One of the most anticipated games in 2014 was Destiny. And, o, boy, were we excited! The trailer for the game that we saw was so intense, action-packed but also did a great job to flesh out the player characters and make them feel like real people that have been killing aliens together for many years. However, this is was all a farce. Well, not exactly a farce in its basic sense, but farcical for sure. Destiny tried to be the best crossover game ever, but ended up being, well, half-baked.
That Wizard Came from the Moon
One of the things that led to players genuinely disliking Destiny is because it tried to be so much, but ended not being really anything. The game tried to create a huge player base and appeal to players cross platforms and game genres, but it stretched itself too thin. Destiny failed to flesh out most of what makes other genres interesting and fun to play, which is why the audiences decided to go elsewhere.
But Destiny isn’t all that bad.

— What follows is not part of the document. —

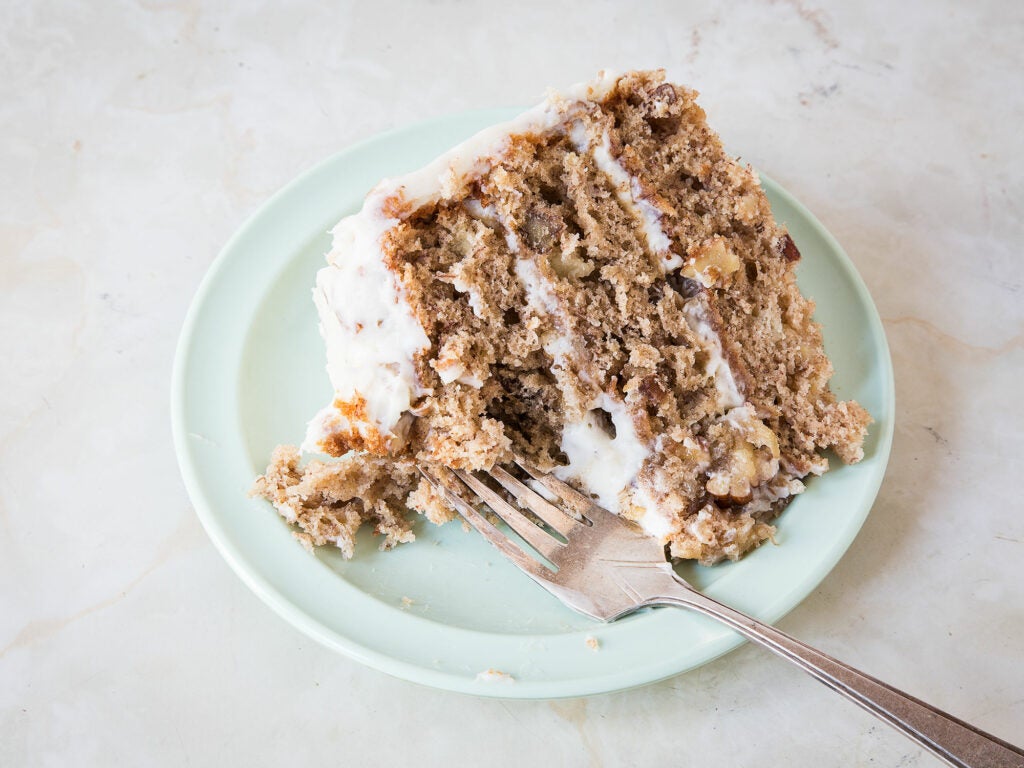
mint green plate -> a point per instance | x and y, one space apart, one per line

There are lots of good things to be said about this game. On the fundamental level, Destiny is incredibly well put together. Mechanically, this game harkens back to the days of CoD 4, when a lot of thought was put into the way a game plays out. Fundamentally, Destiny is an FPS with RPG elements, such a loot, classes and skills. There are three classes, Titan, Ranger and Warlock, with their own armor and weapons preference, and their own special skills. The game has you with two other friends engage in raids where you shoot monsters and kill bosses, all the while following your destiny as a Guardian along a 12-hour-long campaign. The enemies are diverse, divided into four different races with their own skills and tactics, pushing the player to stick and move, and to come up with different ways to beat them.

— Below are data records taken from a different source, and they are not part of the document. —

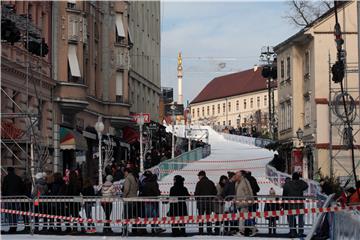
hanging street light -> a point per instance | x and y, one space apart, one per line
99 127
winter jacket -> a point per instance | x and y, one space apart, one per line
12 185
150 187
41 188
253 183
179 208
293 189
219 201
229 190
108 189
272 207
131 186
205 187
243 192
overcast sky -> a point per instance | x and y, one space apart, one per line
216 38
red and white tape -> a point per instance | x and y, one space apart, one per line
209 170
192 219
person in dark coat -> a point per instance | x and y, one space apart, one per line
150 188
179 208
291 190
58 188
89 191
205 187
228 194
272 207
73 189
12 186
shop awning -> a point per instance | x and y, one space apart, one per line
71 140
130 135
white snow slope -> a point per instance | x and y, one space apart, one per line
225 156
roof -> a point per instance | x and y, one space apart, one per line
232 85
303 30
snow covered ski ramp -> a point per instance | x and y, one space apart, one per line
225 156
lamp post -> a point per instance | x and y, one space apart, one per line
99 127
173 122
189 130
140 122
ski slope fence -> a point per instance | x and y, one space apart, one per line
179 162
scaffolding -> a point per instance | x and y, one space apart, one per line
339 147
24 146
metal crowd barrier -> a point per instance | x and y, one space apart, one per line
118 215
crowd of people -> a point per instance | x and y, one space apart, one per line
210 198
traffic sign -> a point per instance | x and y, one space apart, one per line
137 116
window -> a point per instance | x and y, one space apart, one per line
119 86
288 67
120 31
265 100
307 64
74 68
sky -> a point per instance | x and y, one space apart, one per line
217 38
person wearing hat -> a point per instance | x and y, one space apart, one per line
272 207
204 187
107 191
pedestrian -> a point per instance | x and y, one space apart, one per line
107 192
294 190
73 189
244 196
12 185
88 191
40 189
272 207
130 190
57 188
229 194
150 188
255 189
219 203
178 208
205 192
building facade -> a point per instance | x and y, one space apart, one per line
144 74
235 100
306 100
27 110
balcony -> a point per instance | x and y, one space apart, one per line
71 97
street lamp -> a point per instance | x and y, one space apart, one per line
173 122
99 127
140 122
189 130
300 134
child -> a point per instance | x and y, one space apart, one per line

In the graphics department, Destiny looks amazing. It is sort of open world, or, rather, tries to give you an illusion of one, and we don’t mind it at all. The textures and the character models loos superb, the lighting is outstanding and the special effects really give your weapons and skill impact.
However, Destiny suffers from bullet-sponge bosses, mediocre skill trees and poor loot drops. The campaign lasts 12 hours because the bosses you have to kill are incredibly vital, but not at all challenging nor dangerous. The story is told in cutscenes, but those cutscenes are short and don’t tell you much. The frequency of good loot is subpar, and you have to grind a lot to get what you want.

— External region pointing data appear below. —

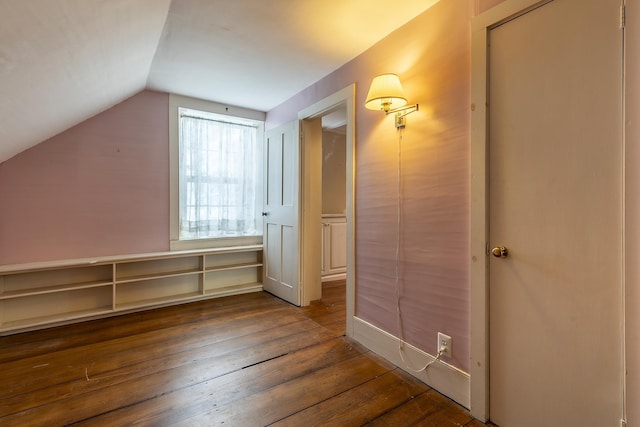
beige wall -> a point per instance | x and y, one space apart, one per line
632 236
334 178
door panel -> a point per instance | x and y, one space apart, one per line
556 203
280 213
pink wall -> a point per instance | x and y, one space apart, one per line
633 212
431 54
99 188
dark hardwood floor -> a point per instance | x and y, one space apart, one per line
248 360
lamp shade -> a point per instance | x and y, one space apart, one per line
385 93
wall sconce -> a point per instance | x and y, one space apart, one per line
386 94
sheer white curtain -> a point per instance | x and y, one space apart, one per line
219 167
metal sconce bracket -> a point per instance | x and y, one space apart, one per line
401 113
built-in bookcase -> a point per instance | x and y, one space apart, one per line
46 294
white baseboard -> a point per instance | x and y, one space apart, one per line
332 277
447 379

Destiny is an online game, mind you, and it doesn’t do that right either. There is no way you can communicate with other payers, outside of dancing and gesticulating. On the other hand, you can talk to people on your raid team, but there’s no real need to communicate, because the game feels more like you’re shooting at things with your friends than really coming up with strategies to beat the enemy.
In the end, Destiny is all, but nothing at the same time. It looks good and plays good, but it has some flaws that make it not so very interesting to play. Luckily, it’s 2017, and a number of DLCs came out (like The Taken King) that fixed some of these issues. We just hope Bungee learned from their mistakes for Destiny 2.